The operation to sabotage the government's GM potato trial was planned with care and under conditions of great secrecy. Two hundred and fifty protesters swooped on the 16-hectare site outside Hull, armed with shovels and filled with indignation.

In less than an hour they had moved to invalidate the trial, planting thousands of organic potatoes. Mission accomplished. If only they had got the right field.

Activists from Mutatoes.org yesterday apologised to farmer David Buckton after it emerged that they wrongly identified his land as the site of the GM trial. The field they planted was sown with beans.

By the time Mr Buckton was alerted to the protesters on his land, it was too late to stop the direct action.
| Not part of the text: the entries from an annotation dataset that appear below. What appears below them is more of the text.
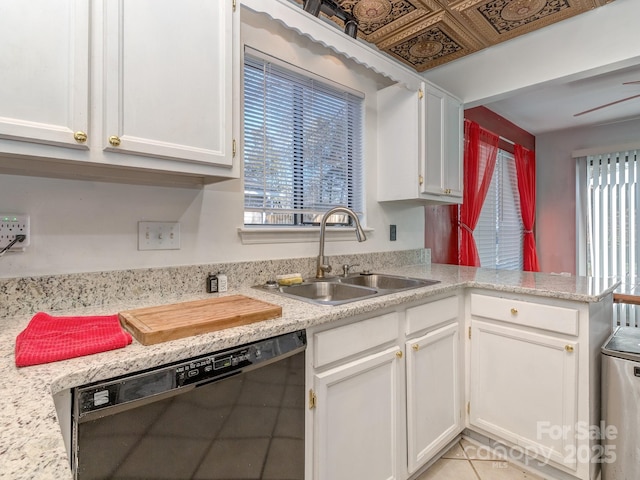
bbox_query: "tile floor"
[416,439,543,480]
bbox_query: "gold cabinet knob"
[73,131,87,143]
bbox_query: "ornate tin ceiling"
[298,0,613,72]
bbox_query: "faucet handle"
[342,263,360,277]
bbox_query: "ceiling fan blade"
[573,94,640,117]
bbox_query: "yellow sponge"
[276,273,302,286]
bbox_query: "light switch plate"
[0,213,31,252]
[138,222,180,250]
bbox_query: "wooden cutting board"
[119,295,282,345]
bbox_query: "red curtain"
[514,145,540,272]
[459,120,500,267]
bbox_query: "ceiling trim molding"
[241,0,424,90]
[571,142,640,158]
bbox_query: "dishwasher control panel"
[73,330,307,419]
[175,346,255,387]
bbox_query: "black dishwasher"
[72,330,306,480]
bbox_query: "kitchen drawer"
[470,293,580,335]
[406,296,460,335]
[313,312,399,368]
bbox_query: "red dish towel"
[16,312,131,367]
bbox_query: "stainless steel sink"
[254,273,440,305]
[279,281,378,305]
[338,273,439,291]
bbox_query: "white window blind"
[244,49,363,225]
[587,150,640,326]
[473,150,524,270]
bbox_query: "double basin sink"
[258,273,439,305]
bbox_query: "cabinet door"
[406,322,462,473]
[377,84,424,201]
[103,0,232,166]
[469,320,580,470]
[312,347,402,480]
[422,86,462,197]
[0,0,89,148]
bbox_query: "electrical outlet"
[138,222,180,250]
[0,213,31,252]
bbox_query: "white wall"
[536,116,640,274]
[0,10,424,278]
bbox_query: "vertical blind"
[587,150,640,326]
[473,150,524,270]
[244,49,363,225]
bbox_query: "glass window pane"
[244,54,363,225]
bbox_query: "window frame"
[474,149,524,271]
[239,45,366,231]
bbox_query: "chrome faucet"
[316,207,367,278]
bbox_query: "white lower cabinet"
[305,295,463,480]
[405,321,462,473]
[469,320,578,470]
[467,290,613,480]
[313,347,402,480]
[305,289,613,480]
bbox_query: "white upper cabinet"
[420,86,463,199]
[0,0,240,185]
[378,83,463,204]
[102,0,233,166]
[0,0,89,148]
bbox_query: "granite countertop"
[0,264,618,480]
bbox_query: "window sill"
[238,227,373,245]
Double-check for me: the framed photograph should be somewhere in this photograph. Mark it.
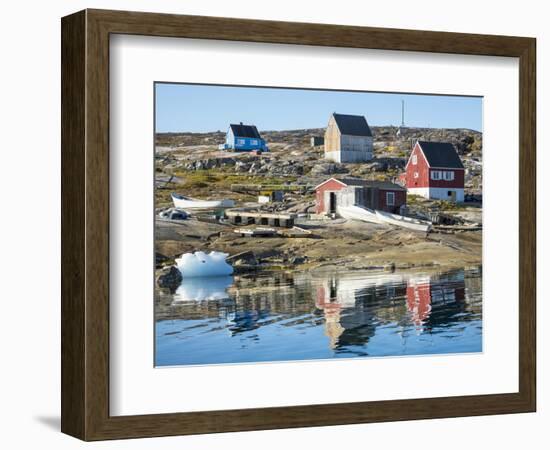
[62,10,536,440]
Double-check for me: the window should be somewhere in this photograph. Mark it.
[443,171,455,181]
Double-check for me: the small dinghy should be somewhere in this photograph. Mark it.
[171,193,235,209]
[375,210,432,233]
[338,205,382,223]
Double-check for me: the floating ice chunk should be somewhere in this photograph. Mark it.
[176,252,233,278]
[174,275,233,303]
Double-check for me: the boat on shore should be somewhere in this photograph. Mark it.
[171,193,235,210]
[375,210,432,233]
[338,205,383,223]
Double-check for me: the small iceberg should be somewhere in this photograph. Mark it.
[176,252,233,279]
[173,275,233,303]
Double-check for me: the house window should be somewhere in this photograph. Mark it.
[443,171,455,181]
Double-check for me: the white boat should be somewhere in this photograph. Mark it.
[338,205,383,223]
[375,210,432,233]
[171,193,235,209]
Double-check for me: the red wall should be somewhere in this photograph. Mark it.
[405,143,430,188]
[405,143,464,188]
[315,180,345,214]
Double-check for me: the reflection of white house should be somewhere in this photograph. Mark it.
[315,274,406,309]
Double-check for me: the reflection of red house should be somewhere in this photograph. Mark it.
[407,278,432,325]
[406,141,464,202]
[407,277,466,325]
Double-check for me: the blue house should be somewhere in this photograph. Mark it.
[220,122,269,152]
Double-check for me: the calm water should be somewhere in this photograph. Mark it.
[155,268,482,366]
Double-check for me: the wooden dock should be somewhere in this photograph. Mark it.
[225,210,296,228]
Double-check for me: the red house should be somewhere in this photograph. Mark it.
[402,141,464,202]
[315,178,407,214]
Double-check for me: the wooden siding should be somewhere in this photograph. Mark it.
[405,143,464,189]
[315,179,346,214]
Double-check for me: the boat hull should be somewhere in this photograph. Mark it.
[172,194,235,209]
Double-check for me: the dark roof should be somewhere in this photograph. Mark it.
[229,123,261,139]
[418,141,464,169]
[333,113,372,136]
[335,178,406,191]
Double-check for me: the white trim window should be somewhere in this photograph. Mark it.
[443,170,455,181]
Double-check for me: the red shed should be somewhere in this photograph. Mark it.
[315,178,407,214]
[404,141,464,202]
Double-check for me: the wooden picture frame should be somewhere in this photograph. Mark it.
[61,10,536,440]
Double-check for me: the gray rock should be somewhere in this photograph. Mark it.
[157,266,183,291]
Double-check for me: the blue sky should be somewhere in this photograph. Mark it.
[155,83,482,132]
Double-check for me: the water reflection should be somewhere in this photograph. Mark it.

The protesters were determined to move quickly on the basis that the land would be rendered unsuitable for the GM trials once other root crops were in the ground.

In a statement Mutatoes.org said: "With the information that we had and the short timescale available to us ... we sincerely believed this to be the correct field. The public were not given sufficient information by the government, who supplied only a four-figure grid reference for the location of the trial."

The group said they conducted extensive investigations within the area specified by the environment department and outside. "While it is regrettable that the wrong site and farmer were targeted, we would also like to make it clear ... that people will continue to disrupt the planting of GM crops despite the difficulties faced by this lack of full disclosure," the group added.

Yesterday Mr Buckton, 54, said the mix-up was the strangest event to have befallen his family in four generations of farming. He said the protesters were accompanied by two police officers on horseback.

"I told the police officers that it was a bean field but they said the protest seemed peaceful so we'd better let them get on with it. The beans are just about peeping through. The protesters should have been able to see that," he said.

Mr Buckton said he had no great enthusiasm for GM crops. "I certainly wouldn't have been giving up my land to test them," he said. The company BASF plans trials of GM potatoes at two sites: Cambridge, which already has government approval, and in the East Riding of Yorkshire.